THE WAY OF HORSES
By Eleanor Blazer
Copyright @ 2009
What's your dream?
Do you want to win a world championship? Breed a Kentucky Derby
winner? All is possible!
Rasha dreams of training
and riding her filly along the Mediterranean Sea. But her dream
has some complications most of us will never know.
I met Rasha when she enrolled in an online course: "Responsible
Horse Ownership". During our correspondence I was delighted
to find horse crazy girls are the same everywhere even though
circumstances can be much different—Rasha lives in Gaza
City (Gaza Strip is between Israel and Egypt) and her city is
frequently under bombing and gun fire attack.
Rasha loves horses. As a child she took riding lessons.

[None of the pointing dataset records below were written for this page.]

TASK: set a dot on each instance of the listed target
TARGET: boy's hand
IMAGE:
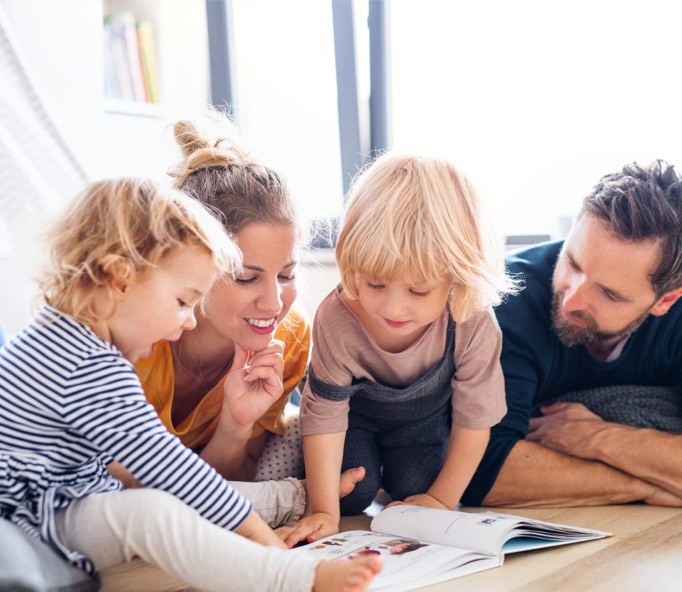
(310, 529)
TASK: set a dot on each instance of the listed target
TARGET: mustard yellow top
(157, 378)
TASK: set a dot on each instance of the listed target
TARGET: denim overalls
(400, 435)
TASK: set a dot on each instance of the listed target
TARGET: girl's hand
(255, 529)
(254, 383)
(310, 529)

Her first
dream, to own a horse, became a reality just a short time ago.
She bought Ward, which is Arabic for "Rose".
Ward was a 10 month old filly when Rasha brought her home from
the breeder's. Ward is of Arabian heritage and like all youngsters
can be a handful at times.
Rasha's day is similar to every horse owner's.
In the morning she checks Ward for injuries or signs of illness
as she does chores.
Once she is sure Ward and the other horses in the stable are fine,
she gives them hay.
Rasha's family grows grapes, hay and grain. The hay is stored
loose. Automatic balers are rare and fuel to operate tractors
is in short supply. Rasha described the hay as wheat-like grass
that is native to the area.
The water supply is checked for amount and cleanliness. Rasha
was able to locate an automatic waterer for Ward's paddock. The
other horses use water troughs made of stone.
Water is a very valuable resource in the Gaza Strip. Electricity
cannot be relied upon, as frequent outages occur, sometimes lasting
for days. Fuel to run the generator is also in short supply. Water
is stored in containers for emergencies.
Corn is grown on the farm and is ground for horse feed. A black
bean, which I could not identify, is also fed to Ward and the
other horses at the stable.
Grain and hay can be purchased in the city of Gaza. Much of it
is imported from Egypt and Israel, as not enough can be produced
locally to meet the demand. During sporadic attacks of bombing
and sniping, supply can become short. Ward is fortunate that Rasha
has access to a fairly secure source of feed.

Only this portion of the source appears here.